Use the code below to plot a histogram of the `age` column.

In [None]:
%matplotlib notebook
comps['age'].plot('hist', bins=25)

How long has the average firm been in the index? What about the median? How long has the oldest firm been in the index? All of these questions can be answered with the `.describe()` method.

Note also how many firms you have results for, and comment on what this means.

In [None]:
print('Descriptive Statistics for Age:\n')
print(comps.age.describe())

print('\nSkewness = {}'.format(comps.age.skew()))

In [None]:
# Note: Statistics are based on 402 observations (103 missing data points).

# The output above indicates that 50% of the firms in the S&P 500 have been in the index for
# less than or equal to 11 years.  Furthermore, this index exhibits some variability with an
# IQR of 21 years. Lastly, the distribution exhibit a skewness of 0.9527 --> right skewed



What is the earliest `date` in the data?

In [None]:
d = str(comps.date.min())[:10]
print('The earliest date in the data is {}'.format(d))

Which firms have been in the index since that date?

In [None]:
print('The following firms have been in the index since {}: {}'.format(d, 
      ', '.join(list(comps[comps['date'] == comps.date.min()].loc[:,'name']))))

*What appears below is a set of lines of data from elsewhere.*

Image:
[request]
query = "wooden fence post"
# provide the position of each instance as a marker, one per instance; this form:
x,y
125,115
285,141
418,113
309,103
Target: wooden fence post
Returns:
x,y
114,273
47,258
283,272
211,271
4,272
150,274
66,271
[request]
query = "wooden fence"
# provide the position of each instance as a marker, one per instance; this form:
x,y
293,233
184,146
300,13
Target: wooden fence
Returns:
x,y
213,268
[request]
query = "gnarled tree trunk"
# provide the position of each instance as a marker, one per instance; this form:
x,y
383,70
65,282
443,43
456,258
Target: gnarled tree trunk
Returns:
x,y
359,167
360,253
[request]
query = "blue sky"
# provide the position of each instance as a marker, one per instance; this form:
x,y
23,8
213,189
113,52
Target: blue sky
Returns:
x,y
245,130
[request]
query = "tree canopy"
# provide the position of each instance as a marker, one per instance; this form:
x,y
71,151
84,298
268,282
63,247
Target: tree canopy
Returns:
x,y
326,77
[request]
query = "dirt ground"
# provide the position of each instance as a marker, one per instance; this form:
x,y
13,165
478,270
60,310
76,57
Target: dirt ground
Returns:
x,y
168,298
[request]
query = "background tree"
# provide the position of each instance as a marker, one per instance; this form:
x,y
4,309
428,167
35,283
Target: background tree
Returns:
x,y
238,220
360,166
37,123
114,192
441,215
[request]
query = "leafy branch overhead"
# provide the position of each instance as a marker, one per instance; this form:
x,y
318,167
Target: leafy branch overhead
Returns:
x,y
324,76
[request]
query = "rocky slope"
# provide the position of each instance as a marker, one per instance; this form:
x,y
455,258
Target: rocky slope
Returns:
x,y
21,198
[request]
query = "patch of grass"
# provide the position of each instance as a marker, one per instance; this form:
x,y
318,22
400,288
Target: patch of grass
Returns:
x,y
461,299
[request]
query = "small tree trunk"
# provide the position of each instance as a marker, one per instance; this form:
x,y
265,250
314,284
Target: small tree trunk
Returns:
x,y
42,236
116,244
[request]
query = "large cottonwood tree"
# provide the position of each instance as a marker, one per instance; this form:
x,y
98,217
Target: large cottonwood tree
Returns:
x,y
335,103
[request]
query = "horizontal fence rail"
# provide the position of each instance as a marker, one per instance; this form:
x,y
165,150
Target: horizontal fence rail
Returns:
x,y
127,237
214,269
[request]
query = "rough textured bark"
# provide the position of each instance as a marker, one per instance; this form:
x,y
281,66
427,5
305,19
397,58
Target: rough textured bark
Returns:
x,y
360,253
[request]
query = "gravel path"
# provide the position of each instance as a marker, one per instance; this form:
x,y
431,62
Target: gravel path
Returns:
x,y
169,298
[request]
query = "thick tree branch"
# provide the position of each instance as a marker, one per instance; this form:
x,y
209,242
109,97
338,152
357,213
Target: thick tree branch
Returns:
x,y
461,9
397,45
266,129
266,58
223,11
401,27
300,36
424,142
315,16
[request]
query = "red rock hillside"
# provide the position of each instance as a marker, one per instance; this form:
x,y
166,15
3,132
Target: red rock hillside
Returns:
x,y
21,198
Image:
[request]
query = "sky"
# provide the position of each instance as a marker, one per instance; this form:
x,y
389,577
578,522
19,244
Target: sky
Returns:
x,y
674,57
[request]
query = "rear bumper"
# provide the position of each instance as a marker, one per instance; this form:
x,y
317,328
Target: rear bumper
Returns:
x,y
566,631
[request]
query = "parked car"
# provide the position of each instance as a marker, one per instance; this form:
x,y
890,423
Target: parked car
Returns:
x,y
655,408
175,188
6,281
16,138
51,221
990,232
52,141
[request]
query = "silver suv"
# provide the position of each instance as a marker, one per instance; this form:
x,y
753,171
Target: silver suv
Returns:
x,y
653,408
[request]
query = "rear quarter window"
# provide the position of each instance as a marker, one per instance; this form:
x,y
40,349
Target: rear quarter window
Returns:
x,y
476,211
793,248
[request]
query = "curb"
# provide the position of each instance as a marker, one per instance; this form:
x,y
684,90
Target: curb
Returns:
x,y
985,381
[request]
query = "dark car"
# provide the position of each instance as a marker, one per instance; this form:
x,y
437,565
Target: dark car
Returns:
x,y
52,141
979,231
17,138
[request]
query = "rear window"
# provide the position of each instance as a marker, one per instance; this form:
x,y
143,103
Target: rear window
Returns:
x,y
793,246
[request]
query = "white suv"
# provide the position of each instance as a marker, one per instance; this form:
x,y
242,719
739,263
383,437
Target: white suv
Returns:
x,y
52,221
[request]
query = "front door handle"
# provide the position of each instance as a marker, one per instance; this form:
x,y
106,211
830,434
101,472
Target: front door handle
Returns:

How many companies are there in each sector?

In [None]:
comps.sector.value_counts()

## Working with text data

Use the `.str.extract()` function to create a new column, *state*, with the state name from the *address* column.

Hint: You will need to pass a regular expression that identifies the state. Before coming up with a regular expression look at the examples below:

In [None]:
comps.loc[['AIG', 'BHF', 'BSX', 'BXP']]

In [None]:
import re

df_state = comps.address.str.extract(r'\.*?, ([A-Za-z \.]+)', expand = False)
comps['state'] = df_state

How many companies are there headquartered in each state? Do you any problems with your result?

In [None]:
comps.state.value_counts()

In [None]:
# For some of the international companies, its address may be structured such that 
# the country is listed where the state normally is (for US based companies).
# Also, the United Kingdom is expressed as both 'United Kingdom' and 'UK'
# Furthermore, Kent and Surrey are counties in the UK.